Jornalista britânica é criticada no Twitter após dizer que torcerá contra o Brasil na Copa

***ARQUIVO***SÃO PAULO, SP, 08.02.2019 - Celular com o aplicativo de rede social Twitter aberto. (Foto: Gabriel Cabral/Folhapress)
***ARQUIVO***SÃO PAULO, SP, 08.02.2019 - Celular com o aplicativo de rede social Twitter aberto. (Foto: Gabriel Cabral/Folhapress)

SÃO PAULO, SP (FOLHAPRESS) - A correspondente internacional Samantha Pearson, que cobre o Brasil para o jornal americano The Wall Street Journal, foi alvo da insatisfação de brasileiros.
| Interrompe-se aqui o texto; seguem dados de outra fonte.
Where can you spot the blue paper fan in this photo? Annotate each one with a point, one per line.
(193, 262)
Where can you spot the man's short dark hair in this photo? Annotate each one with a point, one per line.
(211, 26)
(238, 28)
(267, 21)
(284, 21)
A jornalista postou na segunda-feira (21) que "iria torcer por uma rápida eliminação da seleção".

A escola em que o filho da britânica estuda avisou que iria liberar os estudantes mais cedo nos dias em que a seleção brasileira estiver em campo.

"A escola do meu filho aqui no Brasil está mandando os alunos para casa duas horas antes de cada jogo do Brasil na Copa do Mundo para que o pessoal possa assistir as partidas. Agora estarei torcendo por uma eliminação rápida para a seleção", postou Pearson no Twitter.

Nos comentários, o correspondente de política internacional da Globonews, Guga Chacra, disse que a escola em que seu filho estuda irá dispensar as crianças duas horas mais cedo nesta quarta-feira (21) para a comemoração do dia de Ação de Graças. "Como imigrante, eu respeito isso", respondeu.

Outros comentários disseram que a postagem foi xenofóbica, pois o futebol é uma parte importante da cultura brasileira e comparam o post da jornalista com as tradições no Reino Unido após a morte da rainha Elizabeth 2ª.

Após a repercussão, a britânica postou que deu para perceber como "o Brasil é louco por futebol" e complementou ao postar uma camisa da seleção, declarando sua torcida.